Silas looks ready to bolt when he sees Isaac waiting for him, but Isaac calms him, apologizes for what happened with that punch last time, then makes a straightforward offer of cash and lots more to come. When Silas hesitates Isaac drives him out to the Reformatory to have a look around, then he turns Hugo and his charm loose on him. Afterwards, Isaac promises Silas he won't be just a driver or mechanic, he'll also be the yard boss over all the others. In fact, he'll be the one who helps Isaac find new staff.

Silas touches one of his long dangling earlobes; he hawks and spits on the dirt.

—The baas, he is good for offer me. But why for you wanting?

—I trust you, Silas. Then he shakes a fist, grins. —And cos you know and I know what will happen if you ever try to stuff me around.

Silas nods gravely, fingering the other lobe.

 

The next week Silas Mabuza joins Lion Motors and Isaac fires the remainder of those hired by Hugo. Silas brings with him some of the old faces from Morris, including Fisu and Hosea, plus a halfton flatbed bakkie full of relatives from Zululand. These Zulus arrive with a more than generous supply of fighting sticks, shields and knobkerries, and some of them quickly form a corps of watchmen under the command of Silas's second cousin Nangi. They deal most effectively with the squatter camp marauders on their first night. They turn off the spotlights and wait in a ditch. Isaac stays around to observe. The lights come on as they spring their ambush in classical Zulu style, an enveloping charge resembling the horns of a bull. Shields, yells, walloping sticks. It nets them a half-dozen prisoners too slow to escape shrilling into the night. Nangi brings them into the yard where they must, in his words,
get lots and lots of good medicines
. These dosages raise a chorus of howls and afterwards the would-be marauders limp slowly off homeward, taking word of the new order at the Reformatory, so that Isaac becomes fairly confident that Lion Motors will be pilfered no more.

 

A bisel oon a bisel vert a foler shisel: Little bits fill the bowl, a favourite saying of Mame's that rings in him like a striking panel hammer through these burgeoning months of 1939. The wrecks flow into the building then overflow into the yard, piling up in stacks on the baked earth. Wrecks start to arrive by rail, testament to the stretch of Hugo's wandering ambition. With the others, Silas and Isaac work hard to strip the parts from the scrap and to keep the trucks running on schedule. This bond of labour bolts a trust so implicit between them that he gives Silas all of the wages in cash to distribute each week. Upstairs the floor space disappears under engines, generators, starters, radiators, differentials, gearboxes, brake drums, tires, batteries, doors and on and on. The spread of this is a stimulant to his mind: for once the fresh idea jumps out of his mouth and not Hugo's. Grudgingly, Hugo accedes. They empty the big room to cleanse and paint it, to install panes in the windows. On their return, parts are grouped like to like and Hugo's desk is made a cash counter as an ad goes into the
Star
. The next weekend they open for retail business and the size of the crowd shocks them both. Counting the takings at the end of that first day, Hugo shakes his great head. —Nice, but if we sat on these parts, in a year's time they'd be worth double, triple.

—If there's a war.

—Oh, there'll be a war. I can smell it.

Isaac grunts, torquing his face to ugliness. —Ja, we'll see about that. Anyway, we got the contracts right? There's plenny more where those came from and meanwhile you can keep our creditors happy for another week.

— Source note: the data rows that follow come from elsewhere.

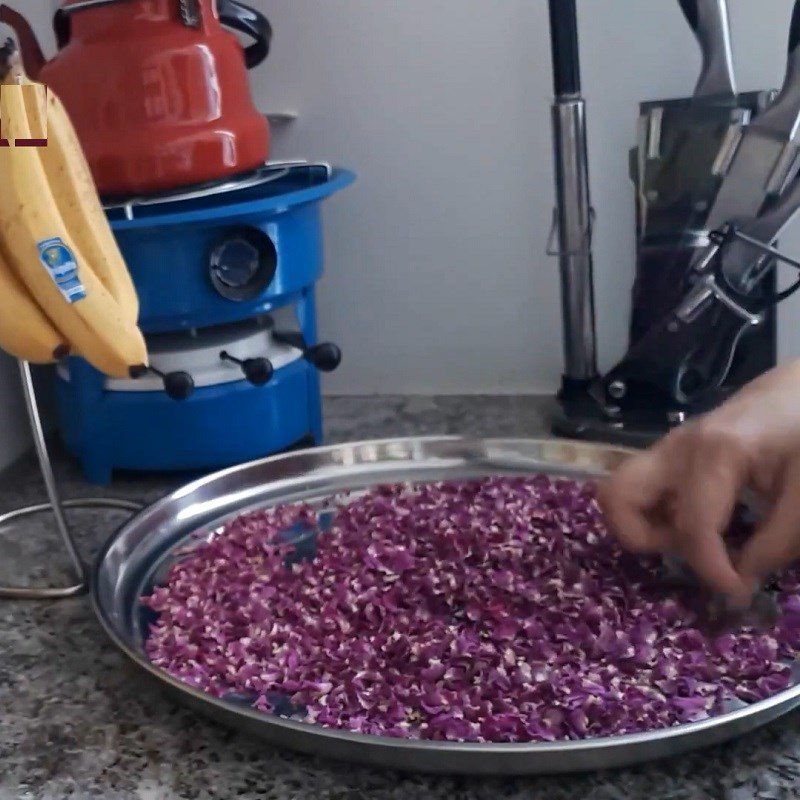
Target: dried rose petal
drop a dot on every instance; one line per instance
(490, 610)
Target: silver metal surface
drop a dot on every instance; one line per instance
(86, 4)
(574, 239)
(137, 556)
(655, 122)
(271, 171)
(760, 163)
(55, 505)
(714, 34)
(190, 13)
(740, 257)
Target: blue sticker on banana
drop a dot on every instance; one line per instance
(60, 263)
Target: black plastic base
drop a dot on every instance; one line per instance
(599, 428)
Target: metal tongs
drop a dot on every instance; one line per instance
(687, 355)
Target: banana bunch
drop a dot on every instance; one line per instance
(64, 287)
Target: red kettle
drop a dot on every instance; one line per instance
(157, 89)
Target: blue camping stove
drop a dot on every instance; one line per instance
(226, 279)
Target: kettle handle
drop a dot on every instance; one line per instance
(247, 20)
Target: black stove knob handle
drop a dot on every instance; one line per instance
(258, 371)
(179, 385)
(326, 357)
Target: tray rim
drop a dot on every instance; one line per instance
(741, 720)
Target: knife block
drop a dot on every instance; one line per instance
(672, 169)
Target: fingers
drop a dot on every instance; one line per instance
(713, 474)
(628, 497)
(776, 544)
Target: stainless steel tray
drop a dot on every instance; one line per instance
(137, 555)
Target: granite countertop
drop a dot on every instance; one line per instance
(76, 720)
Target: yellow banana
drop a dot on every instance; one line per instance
(25, 332)
(47, 259)
(76, 196)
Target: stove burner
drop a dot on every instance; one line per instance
(243, 263)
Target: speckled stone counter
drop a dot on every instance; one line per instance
(77, 721)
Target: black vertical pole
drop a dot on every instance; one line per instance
(573, 207)
(564, 45)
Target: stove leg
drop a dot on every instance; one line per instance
(96, 470)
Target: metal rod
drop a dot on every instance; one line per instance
(55, 505)
(573, 204)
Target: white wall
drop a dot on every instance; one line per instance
(437, 279)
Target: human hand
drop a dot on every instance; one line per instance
(678, 497)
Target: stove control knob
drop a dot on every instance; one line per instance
(179, 385)
(258, 371)
(242, 263)
(326, 357)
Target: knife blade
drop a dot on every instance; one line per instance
(741, 260)
(710, 22)
(765, 153)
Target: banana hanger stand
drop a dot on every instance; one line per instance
(54, 505)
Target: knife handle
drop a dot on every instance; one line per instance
(739, 258)
(711, 24)
(783, 115)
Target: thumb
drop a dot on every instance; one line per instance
(776, 544)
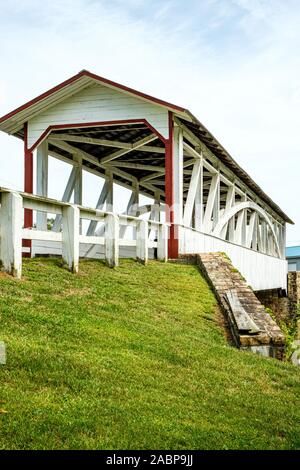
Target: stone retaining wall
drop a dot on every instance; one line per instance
(222, 276)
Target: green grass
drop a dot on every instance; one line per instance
(133, 358)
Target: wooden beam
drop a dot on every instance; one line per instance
(190, 201)
(92, 159)
(105, 143)
(199, 200)
(214, 187)
(42, 181)
(135, 146)
(65, 198)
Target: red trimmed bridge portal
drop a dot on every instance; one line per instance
(202, 200)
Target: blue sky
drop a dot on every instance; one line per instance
(234, 63)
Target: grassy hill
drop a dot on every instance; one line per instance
(133, 358)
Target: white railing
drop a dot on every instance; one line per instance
(12, 232)
(261, 271)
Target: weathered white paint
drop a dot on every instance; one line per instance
(66, 197)
(178, 175)
(112, 240)
(95, 104)
(142, 241)
(11, 233)
(70, 237)
(162, 243)
(190, 200)
(42, 181)
(260, 271)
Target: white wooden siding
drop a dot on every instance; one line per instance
(98, 103)
(260, 271)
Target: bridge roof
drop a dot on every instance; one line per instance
(13, 122)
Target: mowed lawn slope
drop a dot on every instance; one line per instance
(133, 358)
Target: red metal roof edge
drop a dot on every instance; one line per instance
(99, 79)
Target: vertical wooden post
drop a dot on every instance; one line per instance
(142, 241)
(66, 198)
(70, 237)
(190, 199)
(110, 191)
(78, 185)
(199, 199)
(173, 180)
(112, 240)
(11, 233)
(28, 186)
(42, 181)
(162, 243)
(216, 204)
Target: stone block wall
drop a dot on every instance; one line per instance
(294, 286)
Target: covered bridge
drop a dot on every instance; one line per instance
(202, 200)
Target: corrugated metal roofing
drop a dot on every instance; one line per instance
(292, 252)
(13, 122)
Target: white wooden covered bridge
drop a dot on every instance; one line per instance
(202, 200)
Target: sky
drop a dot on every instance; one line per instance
(234, 63)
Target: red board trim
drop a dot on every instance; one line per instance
(85, 73)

It goes on that way: if the business was constipated before Isaac joined it, these weekend sales become a regular dose of laxative, loosing the cash flow for Hugo to keep his little numbers juggling on his calendar. But they also are careful to store a portion of the stripped parts away for future sales. While outside, the wrecks continue to pile. Tires make a dark pyramid as high as the second floor. Isaac starts to talk about renting a crusher so that they can squeeze the scrap metal into steel cubes for storage.